UN Confirms: Iran Working Towards Nuclear Weapons

by Stephan Tawney on November 8, 2011

We already knew as much, of course, but now it’s official.

United Nations weapons inspectors released a trove of new evidence on Tuesday that they say makes a “credible” case that “Iran has carried out activities relevant to the development of a nuclear device” and that the project may still be under way…

The report laid out the case that Iran had moved far beyond the blackboard to create computer models of nuclear explosions in 2008 and 2009 and conducted experiments on nuclear triggers. It said the simulations focused on how shock waves from conventional explosives could compress the spherical fuel at the core of a nuclear device — the signature of implosion.

The report also said Iran went beyond such theoretical studies to build a large containment vessel at its Parchin military base, starting in 2000, for testing the experimental feasibility of such explosive compression. It called such experiments “strong indicators of possible weapon development.”…

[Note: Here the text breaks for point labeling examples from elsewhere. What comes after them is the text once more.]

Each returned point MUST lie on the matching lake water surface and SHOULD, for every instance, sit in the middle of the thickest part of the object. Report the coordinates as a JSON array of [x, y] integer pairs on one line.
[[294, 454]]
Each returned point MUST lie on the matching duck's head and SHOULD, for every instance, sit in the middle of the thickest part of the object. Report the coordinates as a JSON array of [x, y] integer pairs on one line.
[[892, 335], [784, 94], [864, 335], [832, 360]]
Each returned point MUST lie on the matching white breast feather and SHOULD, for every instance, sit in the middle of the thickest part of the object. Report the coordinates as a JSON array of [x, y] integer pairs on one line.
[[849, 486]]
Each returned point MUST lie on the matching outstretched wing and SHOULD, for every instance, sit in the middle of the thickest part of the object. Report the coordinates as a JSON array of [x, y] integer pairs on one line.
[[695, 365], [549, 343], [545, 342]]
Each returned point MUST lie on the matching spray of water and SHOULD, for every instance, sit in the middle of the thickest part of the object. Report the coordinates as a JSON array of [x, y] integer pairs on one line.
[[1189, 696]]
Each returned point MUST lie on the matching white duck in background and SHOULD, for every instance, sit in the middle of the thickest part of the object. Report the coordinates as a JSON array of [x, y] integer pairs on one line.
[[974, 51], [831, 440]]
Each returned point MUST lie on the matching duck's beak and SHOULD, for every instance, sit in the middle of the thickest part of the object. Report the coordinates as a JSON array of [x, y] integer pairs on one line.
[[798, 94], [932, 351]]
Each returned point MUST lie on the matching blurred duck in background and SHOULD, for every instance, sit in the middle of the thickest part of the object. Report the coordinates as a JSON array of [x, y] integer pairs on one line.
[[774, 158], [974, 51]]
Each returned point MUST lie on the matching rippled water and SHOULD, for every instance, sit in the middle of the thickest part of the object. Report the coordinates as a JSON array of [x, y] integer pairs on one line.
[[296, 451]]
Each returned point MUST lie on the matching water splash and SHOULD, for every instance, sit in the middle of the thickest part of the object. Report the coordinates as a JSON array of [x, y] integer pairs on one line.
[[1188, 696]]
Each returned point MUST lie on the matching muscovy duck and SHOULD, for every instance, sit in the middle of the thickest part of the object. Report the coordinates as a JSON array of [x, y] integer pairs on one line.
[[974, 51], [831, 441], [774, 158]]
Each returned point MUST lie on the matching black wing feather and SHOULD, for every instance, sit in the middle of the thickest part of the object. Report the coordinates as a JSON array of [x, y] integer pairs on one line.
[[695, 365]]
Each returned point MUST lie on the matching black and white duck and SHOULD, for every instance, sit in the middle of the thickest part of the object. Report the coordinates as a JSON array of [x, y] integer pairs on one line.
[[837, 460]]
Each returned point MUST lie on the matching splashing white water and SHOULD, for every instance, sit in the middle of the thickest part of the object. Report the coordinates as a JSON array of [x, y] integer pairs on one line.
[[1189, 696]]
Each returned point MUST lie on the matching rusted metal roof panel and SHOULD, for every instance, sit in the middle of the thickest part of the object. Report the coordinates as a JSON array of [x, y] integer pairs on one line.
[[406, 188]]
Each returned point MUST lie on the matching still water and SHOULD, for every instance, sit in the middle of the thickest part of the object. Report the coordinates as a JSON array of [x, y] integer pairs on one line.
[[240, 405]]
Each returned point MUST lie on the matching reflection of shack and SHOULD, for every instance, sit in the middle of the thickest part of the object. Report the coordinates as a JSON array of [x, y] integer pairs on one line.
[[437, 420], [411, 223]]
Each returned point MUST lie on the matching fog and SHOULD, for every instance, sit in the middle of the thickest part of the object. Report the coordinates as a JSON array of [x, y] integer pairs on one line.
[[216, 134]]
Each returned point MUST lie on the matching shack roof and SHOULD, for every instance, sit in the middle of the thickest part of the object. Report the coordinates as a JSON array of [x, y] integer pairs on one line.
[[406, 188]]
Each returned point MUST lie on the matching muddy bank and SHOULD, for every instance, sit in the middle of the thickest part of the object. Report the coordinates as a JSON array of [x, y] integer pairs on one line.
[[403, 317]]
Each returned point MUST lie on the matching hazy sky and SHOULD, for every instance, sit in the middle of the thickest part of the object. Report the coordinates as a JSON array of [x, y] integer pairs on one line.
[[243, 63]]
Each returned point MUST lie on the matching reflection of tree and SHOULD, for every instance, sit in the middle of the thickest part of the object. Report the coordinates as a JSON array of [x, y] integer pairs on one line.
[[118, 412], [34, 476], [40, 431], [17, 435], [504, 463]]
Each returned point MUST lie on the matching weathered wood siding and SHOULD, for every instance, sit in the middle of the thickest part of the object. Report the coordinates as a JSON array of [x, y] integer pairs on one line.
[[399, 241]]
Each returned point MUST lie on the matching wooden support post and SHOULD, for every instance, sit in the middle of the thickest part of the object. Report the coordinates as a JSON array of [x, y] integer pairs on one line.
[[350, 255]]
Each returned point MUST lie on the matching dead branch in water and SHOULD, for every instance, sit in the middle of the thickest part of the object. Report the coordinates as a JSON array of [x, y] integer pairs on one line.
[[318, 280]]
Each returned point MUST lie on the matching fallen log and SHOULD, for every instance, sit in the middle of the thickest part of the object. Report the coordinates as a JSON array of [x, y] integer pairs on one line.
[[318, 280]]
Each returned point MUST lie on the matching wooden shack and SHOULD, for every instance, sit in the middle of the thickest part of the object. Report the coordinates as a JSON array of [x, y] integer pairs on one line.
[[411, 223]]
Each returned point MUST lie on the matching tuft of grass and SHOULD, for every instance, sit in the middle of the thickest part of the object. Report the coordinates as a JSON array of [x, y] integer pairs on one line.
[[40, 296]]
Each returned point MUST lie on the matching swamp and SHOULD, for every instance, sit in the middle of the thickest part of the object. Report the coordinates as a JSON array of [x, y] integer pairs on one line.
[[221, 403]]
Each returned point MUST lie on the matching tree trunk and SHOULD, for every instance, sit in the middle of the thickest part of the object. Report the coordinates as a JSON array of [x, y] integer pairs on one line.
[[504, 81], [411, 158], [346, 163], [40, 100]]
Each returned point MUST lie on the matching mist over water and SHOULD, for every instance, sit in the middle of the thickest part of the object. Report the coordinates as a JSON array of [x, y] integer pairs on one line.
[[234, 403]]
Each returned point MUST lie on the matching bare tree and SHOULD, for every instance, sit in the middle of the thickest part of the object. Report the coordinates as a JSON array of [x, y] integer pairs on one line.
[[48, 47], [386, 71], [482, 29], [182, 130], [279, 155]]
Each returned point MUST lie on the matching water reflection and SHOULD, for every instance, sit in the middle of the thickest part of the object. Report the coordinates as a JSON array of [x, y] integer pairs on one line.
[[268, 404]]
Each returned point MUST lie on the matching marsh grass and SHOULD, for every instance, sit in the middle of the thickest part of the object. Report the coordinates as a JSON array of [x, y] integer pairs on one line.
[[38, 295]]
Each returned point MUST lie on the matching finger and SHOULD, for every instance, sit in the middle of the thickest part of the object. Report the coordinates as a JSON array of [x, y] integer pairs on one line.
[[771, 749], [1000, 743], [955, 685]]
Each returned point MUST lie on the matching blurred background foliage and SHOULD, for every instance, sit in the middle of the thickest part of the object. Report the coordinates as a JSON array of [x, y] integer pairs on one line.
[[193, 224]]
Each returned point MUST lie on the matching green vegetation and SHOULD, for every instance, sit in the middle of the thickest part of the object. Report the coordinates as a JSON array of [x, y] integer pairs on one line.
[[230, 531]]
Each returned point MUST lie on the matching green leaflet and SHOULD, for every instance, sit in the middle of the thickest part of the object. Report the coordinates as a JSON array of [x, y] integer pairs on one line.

The report corroborates the conclusion of a much-debated classified National Intelligence Estimate issued in 2007 that Iran had dismantled a highly focused effort to build a bomb in late 2003. The new report describes recent work conducted in a less coordinated manner.

Yeah, funny how that story changed. In 2007 we were told the Bush Administration had been overreacting to Iran’s program, with Democrats using the NIE to vindicate their argument that he was just rushing off to another senseless war.

Now we find out four years later that stopping a pursuit of nuclear weapons didn’t really mean stopping a pursuit of nuclear weapons. It just meant that pursuit was less orderly, or something. Which would have been nice to know, oh say, four years ago.

Allahpundit:

 The significance of today’s report isn’t the new information in it — on the contrary, the claims that Iran got help from Russian scientists and A.Q. Khan were as predictable as proliferation news gets — but simply that it’s the IAEA instead of those cowboys at the CIA that’s issuing it. They’re supposed to be the more sober, credible agency after the fiasco over Iraqi WMDs, but they were in the tank for Iran for years thanks to Mohammed ElBaradei, who saw himself more as a “secular pope” tasked with preventing war than as a guy charged with simply reporting on who was doing what with uranium.

Indeed, the IAEA are supposedly the more cautious willing to give benefit of the doubt. But not anymore. Even they have to admit the Islamic Republic of Iran is pursuing nuclear weapons. Now the question is what the western world does about it.